The program that drives the Raspberry Pico is available on GitHub. The program consists of a main loop that does the following.
- Read input PWM
- Convert to master state
- Apply master state to light sets
Instead of a main loop, one could use the Raspberry Pico facilities for programming interrupt handlers. We leave this as an exercise to the reader.
We wire the Raspberry Pico as indicated by the following diagram.

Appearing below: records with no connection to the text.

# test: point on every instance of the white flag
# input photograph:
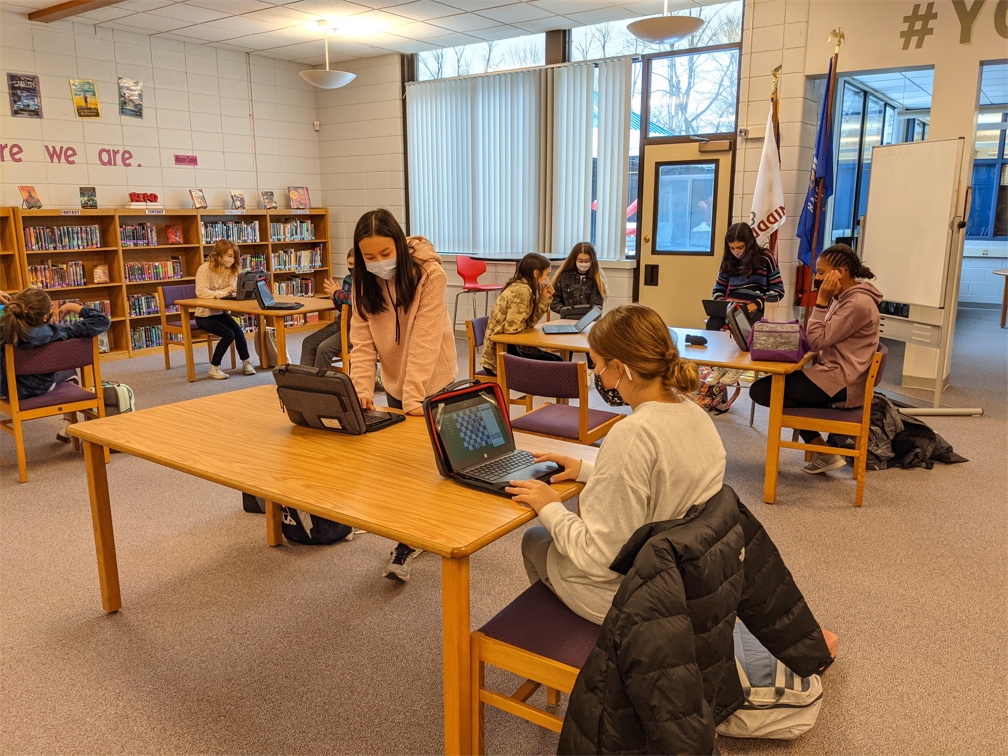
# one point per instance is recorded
(768, 199)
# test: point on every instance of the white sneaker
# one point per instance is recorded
(400, 562)
(731, 377)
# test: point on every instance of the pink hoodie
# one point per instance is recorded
(424, 359)
(846, 336)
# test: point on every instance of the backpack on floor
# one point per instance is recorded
(301, 527)
(779, 705)
(118, 398)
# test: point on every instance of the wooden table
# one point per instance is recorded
(721, 351)
(272, 318)
(294, 468)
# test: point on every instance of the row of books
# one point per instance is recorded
(238, 232)
(297, 259)
(140, 235)
(254, 261)
(51, 238)
(153, 271)
(292, 231)
(48, 274)
(294, 287)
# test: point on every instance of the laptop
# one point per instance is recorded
(479, 445)
(574, 328)
(265, 297)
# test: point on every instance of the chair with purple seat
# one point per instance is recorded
(67, 398)
(855, 421)
(562, 380)
(535, 637)
(166, 297)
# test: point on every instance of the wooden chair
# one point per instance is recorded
(536, 637)
(855, 421)
(563, 380)
(67, 398)
(166, 297)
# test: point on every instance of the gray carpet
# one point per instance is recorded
(225, 645)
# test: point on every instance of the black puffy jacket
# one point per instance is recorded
(662, 676)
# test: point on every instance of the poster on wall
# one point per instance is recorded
(85, 93)
(25, 96)
(130, 98)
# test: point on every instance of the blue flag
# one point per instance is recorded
(822, 168)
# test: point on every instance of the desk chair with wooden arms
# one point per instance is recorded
(166, 297)
(536, 637)
(563, 380)
(67, 398)
(855, 421)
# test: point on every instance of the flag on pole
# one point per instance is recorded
(822, 173)
(767, 214)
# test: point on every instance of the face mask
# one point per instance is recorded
(382, 268)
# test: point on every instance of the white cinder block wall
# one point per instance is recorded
(197, 102)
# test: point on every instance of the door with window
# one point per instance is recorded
(683, 218)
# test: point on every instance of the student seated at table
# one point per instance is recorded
(663, 459)
(747, 274)
(580, 281)
(215, 279)
(31, 320)
(321, 348)
(400, 316)
(523, 301)
(844, 332)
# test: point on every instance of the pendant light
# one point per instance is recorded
(664, 29)
(328, 80)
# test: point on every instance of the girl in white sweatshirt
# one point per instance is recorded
(653, 466)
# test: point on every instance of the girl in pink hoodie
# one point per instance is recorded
(400, 316)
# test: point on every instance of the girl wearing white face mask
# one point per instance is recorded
(580, 282)
(400, 316)
(653, 466)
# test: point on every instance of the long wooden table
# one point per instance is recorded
(721, 351)
(294, 467)
(274, 318)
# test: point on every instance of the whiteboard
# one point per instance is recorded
(911, 202)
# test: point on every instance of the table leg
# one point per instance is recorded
(274, 524)
(187, 344)
(455, 627)
(773, 438)
(101, 519)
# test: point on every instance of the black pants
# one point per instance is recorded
(799, 391)
(225, 327)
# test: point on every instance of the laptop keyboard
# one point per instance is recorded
(498, 469)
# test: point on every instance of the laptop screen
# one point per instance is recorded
(473, 430)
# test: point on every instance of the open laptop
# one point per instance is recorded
(479, 444)
(574, 328)
(265, 297)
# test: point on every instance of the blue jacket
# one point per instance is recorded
(92, 323)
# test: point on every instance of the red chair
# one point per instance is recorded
(471, 270)
(67, 398)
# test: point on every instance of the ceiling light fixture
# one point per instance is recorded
(664, 29)
(328, 80)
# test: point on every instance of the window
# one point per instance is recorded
(482, 57)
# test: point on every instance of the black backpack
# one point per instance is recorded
(301, 527)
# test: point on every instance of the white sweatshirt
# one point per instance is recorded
(653, 466)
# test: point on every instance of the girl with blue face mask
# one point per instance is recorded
(400, 317)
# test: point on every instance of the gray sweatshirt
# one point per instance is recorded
(653, 466)
(846, 337)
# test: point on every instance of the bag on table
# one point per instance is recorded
(779, 705)
(777, 342)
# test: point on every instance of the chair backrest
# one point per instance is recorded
(470, 269)
(52, 357)
(541, 377)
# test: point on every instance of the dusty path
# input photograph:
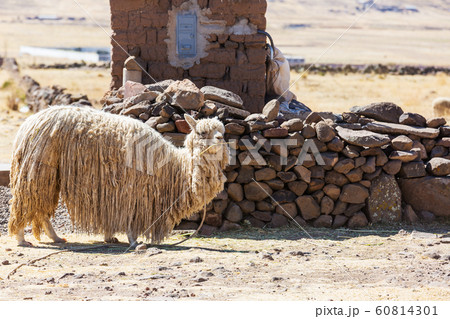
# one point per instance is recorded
(282, 264)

Our wiring of the Raspberry Pico takes into account the following considerations.
- The Raspberry Pico is limited to about 12mA per GPIO and the sum of the output currents of all GPIOs should not exceed 50mA (see sections 5.5.3.4 and 5.5.3.5 of the RP2040 datasheet). Therefore, we use transistors to increase the current delivered to the leds of the car.
- The Raspberry Pico can be powered using 5v (see section 4.5 of the Raspberry Pico datasheet) but the GPIOs accept up to 3.3v + 0.3v = 3.6v (see section 5.5.3.4 of the RP2040 datasheet). For this reason we power the Raspberry Pico directly from 5v but we use a voltage divider to drop the voltage that the signal pin of the radio receiver imparts on GPIO 27 (pin 32).
We develop and test our wiring and our program with the help of a second Raspberry Pico as shown in the following two pictures (see section “Debug with a second Pico or Pico 2” in the Raspberry Pico getting started guide).
We productionize the controller by soldering all the components on an perfboard and encasing it in a plastic box as shown in the following two pictures. The leds and the resistors that limit their current remain attached to the body so that we can reuse the controller with different led types and sizes.
Finally, we install the controller in our RC car and connect the wire loom to the body shell.
Conclusion
The Raspberry Pico offers great potential for artistic expression and room for developing future features.
In the case of artistic freedom, our sample implementation is able to accept different body shells with drastically different sets of lights.
In the case of future features, we could, for example, run different programs for different cars. The selection of one program or another could be made with a physical switch or with an additional channel.